Memorable Kitchen Dialogue

Working in a kitchen, is reminiscent of watching your favorite soap opera. We gossip, we talk, we savor the juicy details, we chew on the nasty bits, there’s always drama. We’re working hard behind the line, but our eyes see everything. 


 Excuse Me, Say That Again!

Cook 2 – “Why don’t you speak to the chef about working pm shifts? You know that the dinner menu is more challenging than anything you’re doing for breakfast.”

Cook 3– “Right now is not a good time. My girlfriend and I work the same hours, if I worked the night shift, I wouldn’t see her.”

Cook 2 – “Tell me again, how much did you pay to go to culinary school?”

Cook 3– “$ 60K for my associate’s degree.”

Cook 2 – Wow, isn’t that some shit, a $60,000 omelet cook.

 Is This Still True?

Cook 2 – “Times have changed, why are we so poorly paid?

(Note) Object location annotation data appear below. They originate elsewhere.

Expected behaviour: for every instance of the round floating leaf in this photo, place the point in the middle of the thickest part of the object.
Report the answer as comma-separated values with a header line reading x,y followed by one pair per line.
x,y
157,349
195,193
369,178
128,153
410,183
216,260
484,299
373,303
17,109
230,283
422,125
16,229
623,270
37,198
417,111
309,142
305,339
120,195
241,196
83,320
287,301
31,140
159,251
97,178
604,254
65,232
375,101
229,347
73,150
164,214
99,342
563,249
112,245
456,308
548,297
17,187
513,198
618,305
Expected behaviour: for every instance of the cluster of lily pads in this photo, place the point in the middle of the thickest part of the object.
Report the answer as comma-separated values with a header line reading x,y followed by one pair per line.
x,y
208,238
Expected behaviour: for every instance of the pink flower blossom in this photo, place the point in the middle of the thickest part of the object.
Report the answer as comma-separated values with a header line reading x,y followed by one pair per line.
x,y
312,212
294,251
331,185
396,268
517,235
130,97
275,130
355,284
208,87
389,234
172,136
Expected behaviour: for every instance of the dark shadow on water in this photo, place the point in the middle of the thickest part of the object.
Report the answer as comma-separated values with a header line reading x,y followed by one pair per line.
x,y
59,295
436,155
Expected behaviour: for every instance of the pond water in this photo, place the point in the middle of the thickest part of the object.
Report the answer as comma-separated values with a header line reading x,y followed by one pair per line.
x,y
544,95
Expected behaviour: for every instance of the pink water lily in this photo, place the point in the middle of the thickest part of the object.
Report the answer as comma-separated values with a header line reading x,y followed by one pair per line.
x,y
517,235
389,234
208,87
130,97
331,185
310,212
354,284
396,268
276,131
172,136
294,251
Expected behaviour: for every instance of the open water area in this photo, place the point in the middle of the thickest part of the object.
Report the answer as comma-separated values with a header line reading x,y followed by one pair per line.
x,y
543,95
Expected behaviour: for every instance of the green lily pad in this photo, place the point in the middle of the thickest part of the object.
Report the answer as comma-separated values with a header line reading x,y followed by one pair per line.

This company invests so much time and money in recruiting and training staff; you would think they would value that investment and pay us accordingly.”

Sous Chef– “As far as the company is concerned, they project that each employee will stay for two years, anything after that is a bonus. I’ve been here nearly seven years; I should have been gone a long time ago. You have to remember that the industry still believes that cooks are easy to train and replaceable.”

Cook 2 (laughing) – “Well I’ve been here 18 months. Does that mean I only have six months left?”

Chef I Don’t Understand

Cook 3 – “I say chef I don’t understand why I haven’t been promoted? My last review was very good, very good. But when I ask chef about promotion, he does his fingers like this and says, “almost there, almost there.” But I don’t know what “almost there” means.”

Good Job, Now Back to Work!

Cook 2 (Sighs) – “When I was off and the hotel was at 100% occupancy, they called – and I came. I was off the next day, they called and I still came into work. But instead of doing the right thing and giving me time to rest, they give another cook four days and split mine.”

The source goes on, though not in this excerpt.